Review: What a great book! It chanced to catch my eye in recently and I've found it hard to put down.

This book eloquently ties together the *entire* experience of the Sicilian immigrant before, during and after their arrival. Although it is light on the parallel history of Sicily (Sammartino's Sicily is an EZ read) the focus on the American aspect makes it that much more unique.

Yet, there is excellent treatment of what the hollow term "Italian" meant to a peasant from Sicily - not much. Once they came to the US, they were effectively lumped together with everyone from what had only recently been joined (and by force at that) into a nation. The authors also provide context to the socio-economic misery effectively inflicted upon the southern regions to the direct and exclusive benefit of northern regions.

Also demystified is the pervasive myth of the Mafia, originally perpetuated by northern Italians as reasons why their welcome in the South quickly wore out - the Sicilians were regularly maligned as genetically inferior, lazy, unintelligent and all part of the Mafia. With the constant perpetuation of the "secret-society" angle - it's has all the chracteristics of a great meme. The roots are detailed including how and who profited from this wicked myth including: opportunistic northernern Italians, sensationalist meida, ignorant Americans and isolated criminals interested in making themselves bigger than life.
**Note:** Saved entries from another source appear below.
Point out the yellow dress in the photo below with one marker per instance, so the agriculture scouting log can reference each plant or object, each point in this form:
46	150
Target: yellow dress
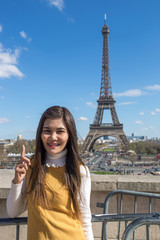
59	223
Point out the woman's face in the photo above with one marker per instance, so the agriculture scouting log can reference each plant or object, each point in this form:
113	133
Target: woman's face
54	135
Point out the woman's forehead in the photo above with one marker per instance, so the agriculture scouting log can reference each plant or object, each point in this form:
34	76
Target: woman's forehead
54	123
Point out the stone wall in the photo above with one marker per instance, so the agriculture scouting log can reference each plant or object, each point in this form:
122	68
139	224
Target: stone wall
101	186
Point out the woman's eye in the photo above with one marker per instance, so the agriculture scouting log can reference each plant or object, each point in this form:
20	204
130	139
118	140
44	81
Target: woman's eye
46	131
60	131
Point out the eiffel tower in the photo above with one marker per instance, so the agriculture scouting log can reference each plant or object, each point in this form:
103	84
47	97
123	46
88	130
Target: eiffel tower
105	102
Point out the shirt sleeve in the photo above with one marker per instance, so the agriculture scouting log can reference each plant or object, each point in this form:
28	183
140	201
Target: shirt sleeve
16	201
85	192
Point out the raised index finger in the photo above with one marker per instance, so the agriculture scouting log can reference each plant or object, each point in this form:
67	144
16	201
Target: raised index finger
23	151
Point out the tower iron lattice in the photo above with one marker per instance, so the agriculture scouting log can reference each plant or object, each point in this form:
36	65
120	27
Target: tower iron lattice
105	102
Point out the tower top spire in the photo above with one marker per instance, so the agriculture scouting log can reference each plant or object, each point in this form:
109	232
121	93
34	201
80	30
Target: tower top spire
105	19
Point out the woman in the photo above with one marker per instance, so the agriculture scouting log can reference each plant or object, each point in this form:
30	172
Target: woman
54	185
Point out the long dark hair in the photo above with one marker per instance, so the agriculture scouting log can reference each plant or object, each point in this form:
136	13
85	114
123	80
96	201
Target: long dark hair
73	160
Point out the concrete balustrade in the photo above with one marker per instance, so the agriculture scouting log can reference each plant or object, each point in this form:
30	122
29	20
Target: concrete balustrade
101	186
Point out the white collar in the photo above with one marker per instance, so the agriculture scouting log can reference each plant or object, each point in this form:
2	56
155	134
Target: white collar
57	160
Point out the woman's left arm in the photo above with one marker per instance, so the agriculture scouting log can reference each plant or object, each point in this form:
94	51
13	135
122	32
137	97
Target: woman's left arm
85	202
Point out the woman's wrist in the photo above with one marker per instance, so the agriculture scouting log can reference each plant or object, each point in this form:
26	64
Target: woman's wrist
15	181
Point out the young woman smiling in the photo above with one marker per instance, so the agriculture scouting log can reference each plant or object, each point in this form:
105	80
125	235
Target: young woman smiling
54	185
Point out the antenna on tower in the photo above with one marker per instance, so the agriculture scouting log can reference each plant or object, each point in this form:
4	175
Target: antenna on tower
105	18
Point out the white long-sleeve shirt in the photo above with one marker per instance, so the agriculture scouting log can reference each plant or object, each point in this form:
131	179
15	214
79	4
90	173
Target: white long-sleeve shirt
17	201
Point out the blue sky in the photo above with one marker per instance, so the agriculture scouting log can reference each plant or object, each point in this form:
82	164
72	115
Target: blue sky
51	54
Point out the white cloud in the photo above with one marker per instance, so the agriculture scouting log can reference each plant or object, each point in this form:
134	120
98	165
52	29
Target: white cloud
8	62
139	122
141	113
57	3
126	103
90	104
129	93
153	87
24	35
83	119
3	120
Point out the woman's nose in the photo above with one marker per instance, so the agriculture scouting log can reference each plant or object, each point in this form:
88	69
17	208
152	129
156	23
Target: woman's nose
53	135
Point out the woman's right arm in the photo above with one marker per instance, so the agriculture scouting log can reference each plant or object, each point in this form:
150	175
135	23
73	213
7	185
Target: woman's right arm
16	201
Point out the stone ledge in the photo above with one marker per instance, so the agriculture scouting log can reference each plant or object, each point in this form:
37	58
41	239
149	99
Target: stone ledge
103	183
145	183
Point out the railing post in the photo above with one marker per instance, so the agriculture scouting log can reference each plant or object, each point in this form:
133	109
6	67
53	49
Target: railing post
17	232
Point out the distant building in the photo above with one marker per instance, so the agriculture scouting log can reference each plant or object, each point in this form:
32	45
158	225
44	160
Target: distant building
134	138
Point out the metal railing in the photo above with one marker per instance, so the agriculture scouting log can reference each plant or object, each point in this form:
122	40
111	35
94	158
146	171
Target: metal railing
147	221
137	219
125	217
14	221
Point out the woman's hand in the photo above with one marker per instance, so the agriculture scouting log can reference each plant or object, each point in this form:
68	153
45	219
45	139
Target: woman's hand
21	167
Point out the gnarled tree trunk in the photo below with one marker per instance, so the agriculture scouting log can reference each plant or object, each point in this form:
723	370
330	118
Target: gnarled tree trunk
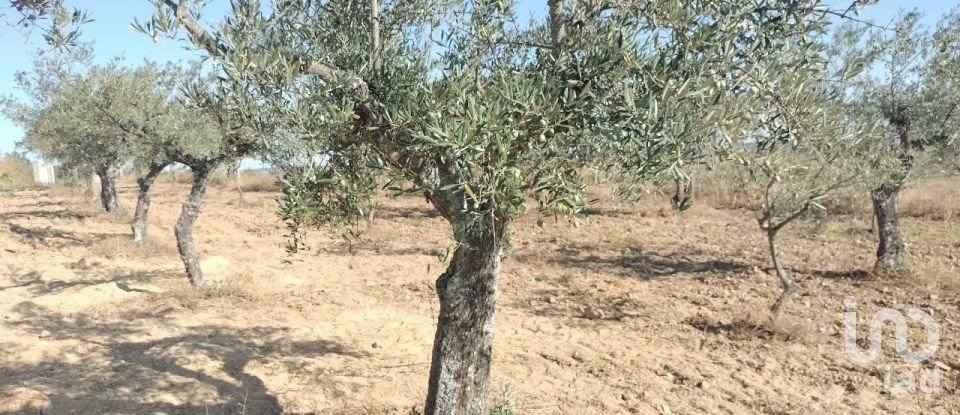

It's a bitter irony that so many southern Italians immigrants and their descendants became successful in America while their own homeland refused to give then any opportunity. Armed with the facts, Italians and Italian-Americans have a chance to separate the fact from fiction.

I'm a 3rd generation (Sicilian-Calabrese) American originally from Chicago, and the book rang true again and again. My experiences, the stories that I'd heard from family and friends, the make-up of the neighborhood I grew up in and how the media often portrays Italians.

I recommend this book for all Italians, Italian-Americans and especially those of southern Italian descent. I'd even recommend this book to people that have friends and family that are Italian or have any interest in the culture.

Bravissimo to the authors for writing a detailed, well researched treatise on what for many of us has been unwritten until now.